There were two mates of mine in the pub, Perce and Sharpey, and
they were talking to a big bloke called Lofty, a long-distance driver who actually comes from up North. Now if there’s one thing gets on my wick it’s when working blokes start talking about politics.
‘I tell you what I think about the state of the world today,’ said Perce. ‘I think it’s dead rough.’
Now what do they know about the state of the world? They only know what they’re told. The truth only comes out about fifty years later.
‘I think the working man has got himself all blown up with conceit,’ said Sharpey.
‘You can’t blame the working man,’ said Lofty. ‘He’s brought up to believing this is the greatest country in the world – to believing we’re the greatest people—’
‘Aren’t we?’ said Perce. ‘I mean where’s the competition?’
‘I think all these wildcat strikes are making our country look a fool to others,’ said Sharpey. ‘What do you say, Alfie?’
‘And you have this feeling,’ went on Lofty, ‘you’d lay down your life for your country. Leastways I had. But then as you get a bit older, you read about all them at the top – how they’re all on the fiddle, dodging the income tax, entertaining, and buying their villas on the income tax—’

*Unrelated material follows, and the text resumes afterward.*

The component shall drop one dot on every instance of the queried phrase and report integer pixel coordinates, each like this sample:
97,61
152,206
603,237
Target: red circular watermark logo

‘The bleedin’ golden handshake,’ said Perce.
‘The working man has never been better off in his life,’ said Sharpey, who’s never done a day’s work in his life. ‘The engineers are asking for a thirty-five hour week and treble time for Sunday, so that if one bloke works a twelve-hour Sunday he needn’t work the other six days and he’s got an hour’s overtime in.’
‘The working man begins to lose faith,’ went on Lofty. ‘He loses faith in his boss, he loses faith in the top dogs who are running the country, and he gets as he don’t want to know.’
‘I blame the newspapers,’ said Perce. ‘I think people were happier in their ignorance. It’s no use keep taking the bleedin’ lid off of everything.’